Maybe by may end situation may improve ..


----------



## Æsoteric Positron (Apr 27, 2021)

I would love to make the e-dvd content being more curated. Currently there are so many software options for a single usecaase that it would actually make more sense to just google "Best X software for Y" and try 'em all. I liked the DVD as a way to check out "Good Software this month" or "Documentaries/techshows/Educational videos you should watch this month", but at the current state of eDVD I don't think anybody would actually be able to try everything out,_ in a single of the categories_. So, try making the options less, so we _know _we are only getting best quality content in the eDVD. You can start by putting only those software that you can write a whole blog post about if needed.


----------



## aby geek (May 16, 2021)

How about DIY workshops? 
For example your designers could talk about graphic design, about how they conceived the cover, what challenges does a print magazine pose vs digital and vice versa. How is the magazine laid out etc.

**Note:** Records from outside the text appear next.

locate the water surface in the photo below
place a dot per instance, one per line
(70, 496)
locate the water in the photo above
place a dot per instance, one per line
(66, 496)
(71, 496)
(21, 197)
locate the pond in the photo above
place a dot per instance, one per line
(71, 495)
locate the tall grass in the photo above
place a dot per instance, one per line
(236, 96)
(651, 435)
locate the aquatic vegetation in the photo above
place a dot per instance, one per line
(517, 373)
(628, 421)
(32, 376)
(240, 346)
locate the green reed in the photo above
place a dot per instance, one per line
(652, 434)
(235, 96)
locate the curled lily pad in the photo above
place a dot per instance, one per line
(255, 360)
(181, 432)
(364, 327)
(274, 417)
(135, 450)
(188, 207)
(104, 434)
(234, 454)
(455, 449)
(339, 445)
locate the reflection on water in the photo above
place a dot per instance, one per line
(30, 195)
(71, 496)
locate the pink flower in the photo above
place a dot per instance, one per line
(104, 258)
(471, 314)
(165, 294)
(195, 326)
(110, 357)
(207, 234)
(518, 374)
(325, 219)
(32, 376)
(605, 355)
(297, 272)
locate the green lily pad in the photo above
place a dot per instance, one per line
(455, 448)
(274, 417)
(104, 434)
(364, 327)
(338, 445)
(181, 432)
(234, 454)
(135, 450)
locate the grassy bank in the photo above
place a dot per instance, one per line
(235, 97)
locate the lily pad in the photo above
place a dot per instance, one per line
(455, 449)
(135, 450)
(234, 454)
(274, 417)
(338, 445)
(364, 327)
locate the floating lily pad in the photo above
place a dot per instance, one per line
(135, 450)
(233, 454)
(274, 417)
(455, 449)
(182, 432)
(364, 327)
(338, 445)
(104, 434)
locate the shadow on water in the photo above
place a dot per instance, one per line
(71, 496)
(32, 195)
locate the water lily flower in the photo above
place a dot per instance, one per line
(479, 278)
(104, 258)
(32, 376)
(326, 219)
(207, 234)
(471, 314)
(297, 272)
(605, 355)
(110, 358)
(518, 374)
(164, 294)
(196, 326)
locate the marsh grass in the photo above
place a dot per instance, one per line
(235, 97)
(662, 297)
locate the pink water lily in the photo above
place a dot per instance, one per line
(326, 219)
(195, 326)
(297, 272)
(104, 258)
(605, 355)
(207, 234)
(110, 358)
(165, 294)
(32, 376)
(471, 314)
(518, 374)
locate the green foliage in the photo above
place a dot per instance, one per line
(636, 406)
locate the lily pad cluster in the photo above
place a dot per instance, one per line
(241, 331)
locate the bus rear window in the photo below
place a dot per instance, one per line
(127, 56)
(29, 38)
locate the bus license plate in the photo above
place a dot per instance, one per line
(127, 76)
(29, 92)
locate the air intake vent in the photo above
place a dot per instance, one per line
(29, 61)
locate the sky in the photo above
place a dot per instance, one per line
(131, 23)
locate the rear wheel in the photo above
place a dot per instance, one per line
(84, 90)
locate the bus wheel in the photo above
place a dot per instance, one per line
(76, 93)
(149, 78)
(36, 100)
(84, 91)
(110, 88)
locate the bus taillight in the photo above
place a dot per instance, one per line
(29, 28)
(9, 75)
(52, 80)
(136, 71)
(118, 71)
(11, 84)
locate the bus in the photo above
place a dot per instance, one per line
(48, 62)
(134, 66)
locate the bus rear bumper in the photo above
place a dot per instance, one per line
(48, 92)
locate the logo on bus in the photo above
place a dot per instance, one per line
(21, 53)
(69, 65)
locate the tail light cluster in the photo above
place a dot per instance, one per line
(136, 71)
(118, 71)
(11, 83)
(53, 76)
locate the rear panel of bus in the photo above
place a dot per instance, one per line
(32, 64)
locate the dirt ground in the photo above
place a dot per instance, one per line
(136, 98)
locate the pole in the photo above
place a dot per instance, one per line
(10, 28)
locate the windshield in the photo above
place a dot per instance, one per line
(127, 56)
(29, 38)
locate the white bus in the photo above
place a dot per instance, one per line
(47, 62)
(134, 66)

Programmers can talk about code and hands on app development. 

Game journalists can review as well as share gameplay like youtubers.

Agent 001 in person would be great to hear to on the dvd.

And so would be Robert's letter as a direct video address.


----------



## RumbaMon19 (May 16, 2021)

aby geek said:


> How about DIY workshops?
> For example your designers could talk about graphic design, about how they conceived the cover, what challenges does a print magazine pose vs digital and vice versa. How is the magazine laid out etc.
> 
> Programmers can talk about code and hands on app development.
> ...



Ya i liked this idea +1 to this. We have always read about there thoughts, but never heard it from there own mouth.


----------